I was curious as to why the John Sickels types have Franklin so high, at only 18. But listening to McNamara on him, it's clear that the M's regard him a solid 1st-round-caliber talent as a teenager in high school.
Okay by me,
Dr D

























Comments
Very exciting. Thanks for the
Very exciting. Thanks for the write-up.
He appears nearly as skinny as Vlad at age 18. Looks like his forearm would snap in half on a check swing. Adam's apple poking way out there. Jeter was real lanky like that too. Hopefully he'll put on that man weight for added power while maintaining his quickness for SS.
Will be fun to follow over the next 4-5 years.
Ya good point all around
And yeah, the kid's a teenager. Reminds of Jeff's observation on Ted Williams at 18-19.
Hopefully he doesn't start slugging .550 too soon, so we don't have to start discussing how good a LF he is. ;- )
Franklin
On draft day, he was Bloomquist. Now he's Jeter, except a switch-hitter. I don't know how that happened, but I'll take it.
Right with you spec.
IIRC, drafting Franklin was a 'reach' predicated on 'signability'. The Mariners FO didn't blink once on this; their response to the criticism was, paraphrasing, 'we like him a lot'.
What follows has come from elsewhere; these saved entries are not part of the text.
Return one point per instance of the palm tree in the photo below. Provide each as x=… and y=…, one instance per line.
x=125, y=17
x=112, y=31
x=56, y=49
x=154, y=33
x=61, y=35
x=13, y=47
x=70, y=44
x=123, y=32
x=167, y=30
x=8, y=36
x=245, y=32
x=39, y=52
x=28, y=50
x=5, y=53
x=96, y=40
My kneck's sore from whiplash on this one too.
How true
But on the radio, anyway, McNamara sounded as sincere as could be.
The knock on Franklin was
The knock on Franklin was power. He didn't have as much as his peers heading into his senior year. He's competitive as all getout and a dirt-dog sort of player, and every showcase he played - against fellow draftees and with wood - he was one of the best players on the field. And when he got on a pro field with a bunch of college-graduate pitchers (instead of high-school-attending ones) he STILL was one of the players to watch, which is what is changing minds.
Franklin isn't someone you have to worry about mentally. He's got the head to be a great ballplayer and a team leader at a young age (think Tulowitzki, who I still wish we had). He was scrawny as all getout until he decided not to play baseball 12 months a year and take a couple of months to lift weights in the summer before his senior year. Now he's only sorta scrawny. *laughs* When some power showed up, though. it caught a lot of talent evaluators off guard and changed his projections in some minds.
I wasn't sold on Nick until people in Everett started telling me how much of a BALLPLAYER he was. He eats, sleeps and breathes baseball. He grew up in Florida and played it non-stop. He's got a foreign player's zeal for the game. It's not his hobby, it's his dream. Maybe he tops out as Bloomie - baseball projections are such dicey things. But his coach puts him between Felipe Lopez and Rickie Weeks - two OTHER first rounders he coached - and potentially as a better blend of attributes.
Both of those guys have been a stage or two above the Bloomquist level. Franklin isn't a fast-twitch mega-athlete, but I don't see anything out of bounds in viewing him as a Rich Aurilia level "smart" ballplayer who has a Varitek / Biggio demeanor out there.
I'd take that. It's better than what we traded prospects and paid several million for at that spot on the big club right now.
Lookin forward to watching him progress and seeing if he can turn his "no one quality that stands out, just has a solid all-around game" scouting profile into "has several above average tools and the heart of a champion" skillset.